Diffusion potential occurs at the interface between solutions of different electrolytes or the same electrolytes with different concentrations. Its occurrence is explained by the different rate of diffusion of ions from one solution to another. Diffusion of ions is caused by different values of the chemical potential of ions in each of the half-elements. Moreover, its speed changes over time due to a continuous change in concentration, and therefore m ... Therefore, the diffusion potential has, as a rule, an indefinite value, since it is influenced by many factors, including temperature.
In normal practical work, the value of the contact potential is minimized by using wiring with conductors made of the same material (usually copper), and the diffusion potential by using special devices called electrolytic(saline)bridges or electrolytic keys. They are tubes of various configurations (sometimes equipped with taps) filled with concentrated solutions of neutral salts. For these salts, the mobility of the cation and the anion should be approximately equal to each other (For example, KCl, NH 4 NO 3, etc.).

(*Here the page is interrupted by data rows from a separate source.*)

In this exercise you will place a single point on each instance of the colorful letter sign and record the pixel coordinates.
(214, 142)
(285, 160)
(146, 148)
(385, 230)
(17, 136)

In the simplest case, the electrolytic bridge can be made from a strip of filter paper or an asbestos flagellum moistened with a KCl solution. When using electrolytes based on non-aqueous solvents, rubidium chloride is usually used as the neutral salt.
The minimum values of the contact and diffuse potentials achieved as a result of the measures taken are usually neglected. However, for electrochemical measurements requiring high accuracy, contact and diffusion potentials should be considered.
The fact that this galvanic cell has an electrolytic bridge is indicated by a double vertical line in its formula, which stands at the point of contact between two electrolytes. If there is no electrolytic bridge, then a single line is put in the formula.